Wtedy zaś oglądanie Big Brothera kojarzyło się z tą przysłowiową babą na poduchach, tkwiącą w oknie, jak Polska długa i szeroka. Dziś pani baba ma smartfona, więc z okien zniknęła. Wtedy toczono debaty i o kulturze podglądactwa, i o zmianach mentalności ludu polskiego, który zrywał z wizerunkiem wiecznych smutasów i narzekaczy i zaczynał sprzedawać się jako ci wiecznie młodzi, piękni i kreatywni. Ale czy naprawdę oglądaliśmy wtedy Big Brothera jako realne scenki z życia? Mam wrażenie, że wręcz przeciwnie, oglądaliśmy to dlatego, że naturszczycy byli reżyserowani, podkręcani, obsadzani w rolach złych i dobrych, głupolków i mądrali. Bo po prostu lubimy porównywać zachowania ludzi w określonych sytuacjach. I tak się tylko zastanawiam, kto się teraz na Brata Wielkiego skusi? Jeśli nie będzie to coś w rodzaju Warsaw Shore, czyli patotelewizji, to raczej amatorzy „Sanatorium miłości” czy pana rolnika, co to wiecznie szuka żony.

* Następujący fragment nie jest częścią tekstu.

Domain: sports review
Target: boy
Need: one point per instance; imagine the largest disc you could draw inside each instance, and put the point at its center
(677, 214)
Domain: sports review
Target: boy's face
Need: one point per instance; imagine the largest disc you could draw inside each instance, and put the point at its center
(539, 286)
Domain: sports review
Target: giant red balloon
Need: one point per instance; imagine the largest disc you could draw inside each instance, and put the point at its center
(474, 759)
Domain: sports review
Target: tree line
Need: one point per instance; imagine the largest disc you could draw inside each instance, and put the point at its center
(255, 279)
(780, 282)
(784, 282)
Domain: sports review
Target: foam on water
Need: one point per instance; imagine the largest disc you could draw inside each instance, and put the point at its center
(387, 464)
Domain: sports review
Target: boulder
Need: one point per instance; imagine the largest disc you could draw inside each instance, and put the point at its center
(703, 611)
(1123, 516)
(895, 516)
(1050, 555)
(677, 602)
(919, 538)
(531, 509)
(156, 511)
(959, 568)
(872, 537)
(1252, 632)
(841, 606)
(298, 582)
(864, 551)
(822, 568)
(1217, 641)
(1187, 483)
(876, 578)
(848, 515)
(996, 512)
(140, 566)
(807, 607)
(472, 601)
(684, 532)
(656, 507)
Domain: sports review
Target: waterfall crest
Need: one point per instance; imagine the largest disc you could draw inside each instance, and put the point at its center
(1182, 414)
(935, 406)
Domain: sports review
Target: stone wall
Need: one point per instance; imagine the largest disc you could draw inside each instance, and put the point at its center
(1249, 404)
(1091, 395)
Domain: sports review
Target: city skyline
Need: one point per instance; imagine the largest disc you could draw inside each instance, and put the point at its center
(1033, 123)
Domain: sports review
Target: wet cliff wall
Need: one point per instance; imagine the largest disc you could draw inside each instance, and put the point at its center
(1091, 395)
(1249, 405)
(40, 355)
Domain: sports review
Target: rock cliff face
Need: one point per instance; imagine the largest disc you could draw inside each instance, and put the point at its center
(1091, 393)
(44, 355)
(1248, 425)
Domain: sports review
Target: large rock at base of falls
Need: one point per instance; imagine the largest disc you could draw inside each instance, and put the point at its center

No a jak wracamy do formatów, to może ktoś wskrzesiłby takie „Wybacz mi”? Wyobrażacie sobie, jak przychodzi ten nieszczęsny Austriak do Prezesa i błaga o wybaczenie? Że taki durny był, i że nic mu się za pracę nie należy, bo Prezesa kocha? Panie Jacku Kurski, do boju!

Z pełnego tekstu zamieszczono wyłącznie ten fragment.